For if your brother is grieved by what you eat, you are no longer walking in love. By what you eat, do not destroy the one for whom Christ died.
So do not let what you regard as good be spoken of as evil. For the kingdom of God is not a matter of eating and drinking but of righteousness and peace and joy in the Holy Spirit. Whoever thus serves Christ is acceptable to God and approved by men. So then let us pursue what makes for peace and for mutual upbuilding.
Do not for the sake of food, destroy the work of God. Everything is indeed clean, but it is wrong for anyone to make another stumble by what he eats. It is good not to eat meat or drink wine or do anything that causes your brother to stumble. The faith that you have, keep between yourself and God. Blessed is the one who has no reason t pass judgment on himself for what he approves. But whoever has doubts is condemned if he eats, because the eating is not from faith. For whatever does not proceed from faith is sin." - Romans 14
The point is this, there are things in this world which God has neither condemned nor commanded of us; in Lutheran language we call these
adiaphora, a Greek word meaning "indifferent things". These are a matter of conscience, strictly speaking adiaphora refers to the many things that are traditional in Church--clergy wearing vestments, making the sign of the cross, sitting in pews during the service, the use of certain prayers, or observing of certain feast days--which God hasn't commanded, but neither are they forbidden, and thus they are morally indifferent. In Lutheranism we keep these traditional things because we find them helpful, but they are not obligatory.

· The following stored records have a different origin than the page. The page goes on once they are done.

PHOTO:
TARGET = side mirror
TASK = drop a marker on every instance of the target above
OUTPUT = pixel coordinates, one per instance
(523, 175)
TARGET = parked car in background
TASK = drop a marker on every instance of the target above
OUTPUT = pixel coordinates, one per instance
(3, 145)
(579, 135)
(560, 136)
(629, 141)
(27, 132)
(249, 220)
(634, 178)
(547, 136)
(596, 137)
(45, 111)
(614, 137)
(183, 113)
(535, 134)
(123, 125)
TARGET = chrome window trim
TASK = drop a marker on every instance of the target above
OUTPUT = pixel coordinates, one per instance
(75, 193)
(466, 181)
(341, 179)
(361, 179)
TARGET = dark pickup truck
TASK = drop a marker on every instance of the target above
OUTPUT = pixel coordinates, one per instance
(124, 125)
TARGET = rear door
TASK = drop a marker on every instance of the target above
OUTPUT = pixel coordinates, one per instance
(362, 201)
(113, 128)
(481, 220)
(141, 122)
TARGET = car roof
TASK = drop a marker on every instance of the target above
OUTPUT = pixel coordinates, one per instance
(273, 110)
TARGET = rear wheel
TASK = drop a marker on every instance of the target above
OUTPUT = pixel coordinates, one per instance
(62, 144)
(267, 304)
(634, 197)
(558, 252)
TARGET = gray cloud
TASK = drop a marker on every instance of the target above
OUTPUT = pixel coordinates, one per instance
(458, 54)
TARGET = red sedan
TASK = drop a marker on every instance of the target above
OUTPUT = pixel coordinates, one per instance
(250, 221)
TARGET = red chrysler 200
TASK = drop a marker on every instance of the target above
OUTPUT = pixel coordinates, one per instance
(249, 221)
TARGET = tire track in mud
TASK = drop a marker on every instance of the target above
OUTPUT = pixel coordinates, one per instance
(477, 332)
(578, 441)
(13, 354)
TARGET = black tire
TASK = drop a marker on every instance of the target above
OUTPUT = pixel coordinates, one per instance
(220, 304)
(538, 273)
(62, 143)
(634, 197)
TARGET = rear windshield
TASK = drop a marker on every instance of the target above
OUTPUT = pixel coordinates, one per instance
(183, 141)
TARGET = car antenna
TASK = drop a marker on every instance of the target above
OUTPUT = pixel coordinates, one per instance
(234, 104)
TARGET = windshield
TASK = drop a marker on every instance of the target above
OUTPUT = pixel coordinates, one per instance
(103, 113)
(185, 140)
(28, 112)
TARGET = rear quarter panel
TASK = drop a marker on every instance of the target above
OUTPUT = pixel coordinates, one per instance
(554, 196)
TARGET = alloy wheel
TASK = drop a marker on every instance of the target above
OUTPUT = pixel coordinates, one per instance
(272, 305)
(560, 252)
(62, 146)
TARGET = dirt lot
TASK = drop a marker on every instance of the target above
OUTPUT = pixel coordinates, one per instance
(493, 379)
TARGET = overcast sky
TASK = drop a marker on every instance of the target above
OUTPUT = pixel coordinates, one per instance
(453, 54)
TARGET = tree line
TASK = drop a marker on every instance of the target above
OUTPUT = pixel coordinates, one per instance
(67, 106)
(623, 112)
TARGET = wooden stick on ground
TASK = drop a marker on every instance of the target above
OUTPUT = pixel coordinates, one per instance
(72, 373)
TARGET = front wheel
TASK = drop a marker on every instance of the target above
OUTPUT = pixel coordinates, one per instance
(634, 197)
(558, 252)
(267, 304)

I would also argue that when it comes to the sorts of things you watch on television or in the movie theater, or the music you listen to, etc, these are a matter of conscience. There is no quick and easy way to delineate morality on such things through fiat, rather it must be navigated through as we devote ourselves to God, and so conscience should dictate such things for us. So that whatever you do, you do in honor of God.
If your conscience cannot allow you to watch violent films, then by all means don't watch violent films. If it does not offend your conscience, then don't stress about it. At the end of the day such is between you and God, and as St. Paul says, we must all, on the Final Day, give an account before the Lord for all that we've done and did not do; and if we are in Christ, then we are clothed with the righteousness of God already, righteous because He has made us righteousness by His solemn promise and the mercy He so graciously bestows to us through our Baptism.
Not because we ourselves are righteous or act righteously (we don't), but because He who is righteous makes us righteous in Him, and this is His kindness, His mercy, His compassion, His goodness toward us.